CHICAGO (CBS) — Christine Padgett is on a fixed income. Her husband is bedridden. So when sewage spontaneously started pouring into her Bourbonnais home through her tub and shower drains in October, the mess and subsequent cost was almost too much.

“I just started hollering, ‘Oh my God, what is this?’ and crying,” Padgett said.

The Padgetts’ caregiver helped clean it up.

“You could smell it,” Sally Brueggert said. “It was pretty nasty.”

But what caused it?  The man Padgett hired to fix the problem, dug into her yard and found a cable cut straight through her sewer piping.

“He said, ‘You do have a problem.’ He said, ‘It’s a utility line. It’s Comcast,” Padgett said.

(Credit: Dave Marshall)

Padgett says no Comcast employee ever told her work would be done in her yard.

The repair and clean up job cost Padgett almost $1,200. That’s money she doesn’t have. She immediately filed a claim with the cable company. Then she called. And called. And called.
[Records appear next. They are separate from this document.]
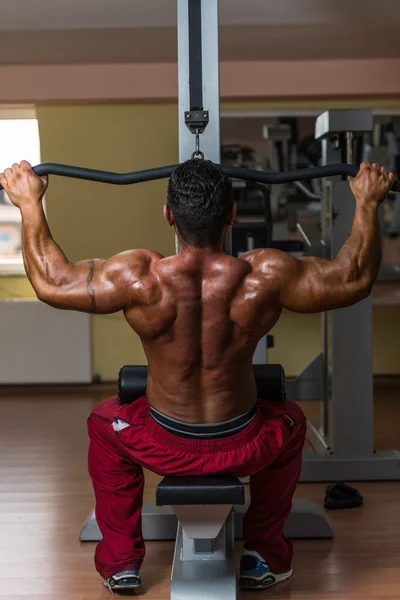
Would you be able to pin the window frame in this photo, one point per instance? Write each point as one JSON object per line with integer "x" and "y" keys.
{"x": 14, "y": 267}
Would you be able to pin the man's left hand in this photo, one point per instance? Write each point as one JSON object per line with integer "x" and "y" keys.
{"x": 23, "y": 186}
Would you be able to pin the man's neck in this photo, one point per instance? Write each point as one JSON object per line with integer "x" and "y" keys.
{"x": 200, "y": 251}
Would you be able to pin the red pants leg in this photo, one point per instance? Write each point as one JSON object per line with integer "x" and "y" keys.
{"x": 118, "y": 485}
{"x": 271, "y": 491}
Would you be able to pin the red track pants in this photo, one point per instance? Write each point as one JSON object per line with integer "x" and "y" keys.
{"x": 268, "y": 449}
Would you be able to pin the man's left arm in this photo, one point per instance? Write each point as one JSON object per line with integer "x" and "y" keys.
{"x": 95, "y": 286}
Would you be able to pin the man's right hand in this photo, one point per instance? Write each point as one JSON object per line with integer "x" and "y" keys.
{"x": 372, "y": 184}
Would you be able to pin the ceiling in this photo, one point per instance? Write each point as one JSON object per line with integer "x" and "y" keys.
{"x": 85, "y": 14}
{"x": 121, "y": 31}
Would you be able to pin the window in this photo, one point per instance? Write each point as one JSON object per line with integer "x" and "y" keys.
{"x": 19, "y": 140}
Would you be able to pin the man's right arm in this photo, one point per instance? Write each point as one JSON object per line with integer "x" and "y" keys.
{"x": 309, "y": 285}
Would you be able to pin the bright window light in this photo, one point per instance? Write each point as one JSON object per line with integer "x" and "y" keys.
{"x": 19, "y": 140}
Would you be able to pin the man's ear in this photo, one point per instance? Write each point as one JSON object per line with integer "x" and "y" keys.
{"x": 168, "y": 215}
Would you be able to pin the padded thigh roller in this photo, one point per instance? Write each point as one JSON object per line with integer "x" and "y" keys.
{"x": 270, "y": 380}
{"x": 132, "y": 383}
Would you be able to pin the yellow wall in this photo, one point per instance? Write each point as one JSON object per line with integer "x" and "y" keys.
{"x": 94, "y": 220}
{"x": 15, "y": 287}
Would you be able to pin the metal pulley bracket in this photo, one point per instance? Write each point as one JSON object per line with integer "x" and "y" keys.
{"x": 196, "y": 120}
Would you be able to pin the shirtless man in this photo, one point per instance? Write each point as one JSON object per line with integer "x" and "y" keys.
{"x": 199, "y": 315}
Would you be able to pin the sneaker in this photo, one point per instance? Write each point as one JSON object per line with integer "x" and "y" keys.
{"x": 124, "y": 580}
{"x": 255, "y": 573}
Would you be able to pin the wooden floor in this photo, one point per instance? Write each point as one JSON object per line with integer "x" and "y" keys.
{"x": 45, "y": 496}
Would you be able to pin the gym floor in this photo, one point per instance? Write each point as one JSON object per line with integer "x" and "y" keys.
{"x": 46, "y": 496}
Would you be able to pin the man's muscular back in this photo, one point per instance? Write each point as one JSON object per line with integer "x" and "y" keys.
{"x": 200, "y": 313}
{"x": 199, "y": 316}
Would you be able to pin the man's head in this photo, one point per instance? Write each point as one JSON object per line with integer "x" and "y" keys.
{"x": 200, "y": 203}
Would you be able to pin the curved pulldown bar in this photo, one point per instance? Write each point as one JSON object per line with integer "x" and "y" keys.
{"x": 163, "y": 172}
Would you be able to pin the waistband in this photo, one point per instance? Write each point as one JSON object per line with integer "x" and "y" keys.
{"x": 204, "y": 431}
{"x": 204, "y": 446}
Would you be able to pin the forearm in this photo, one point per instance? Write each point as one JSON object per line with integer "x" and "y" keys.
{"x": 44, "y": 261}
{"x": 360, "y": 257}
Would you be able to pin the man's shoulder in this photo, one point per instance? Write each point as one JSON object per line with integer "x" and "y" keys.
{"x": 139, "y": 261}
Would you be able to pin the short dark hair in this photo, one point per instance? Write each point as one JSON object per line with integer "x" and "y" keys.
{"x": 200, "y": 198}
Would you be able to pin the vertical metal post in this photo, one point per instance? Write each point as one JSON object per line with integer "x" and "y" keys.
{"x": 209, "y": 140}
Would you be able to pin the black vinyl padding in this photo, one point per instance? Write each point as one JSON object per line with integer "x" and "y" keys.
{"x": 270, "y": 380}
{"x": 220, "y": 489}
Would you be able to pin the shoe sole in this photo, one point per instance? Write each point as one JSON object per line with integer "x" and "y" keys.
{"x": 117, "y": 587}
{"x": 252, "y": 583}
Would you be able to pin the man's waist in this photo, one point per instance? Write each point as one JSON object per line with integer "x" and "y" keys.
{"x": 205, "y": 431}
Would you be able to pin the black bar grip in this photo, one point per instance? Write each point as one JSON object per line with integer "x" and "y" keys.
{"x": 163, "y": 172}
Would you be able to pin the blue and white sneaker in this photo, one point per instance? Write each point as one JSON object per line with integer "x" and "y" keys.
{"x": 124, "y": 580}
{"x": 255, "y": 574}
And called.

“She put me on hold,” Padgett said. “And then I get the busy signal after about 20 minutes and hang up.”

She got no reimbursement and no communication.

“And then to put salt on the wound they increased my Comcast bill,” Padgett said.

Padgett isn’t alone. The Better Business Bureau closed more than 7,800 Comcast complaints nationwide last year.  That’s 13 per state per month. Padgett heard nothing for months until CBS 2 called Comcast.  Within an hour, they’d called her twice.

“They wanted copies of my bills so they could pay me,” Padgett said.

CBS 2’s Dana Kozlov spent about 45 minutes on the phone with a Comcast employee who confirmed that Padgett called on Oct. 11 and reported the specific problem.  The employee says the matter has now been escalated but couldn’t say why it took more than three months for anything to happen.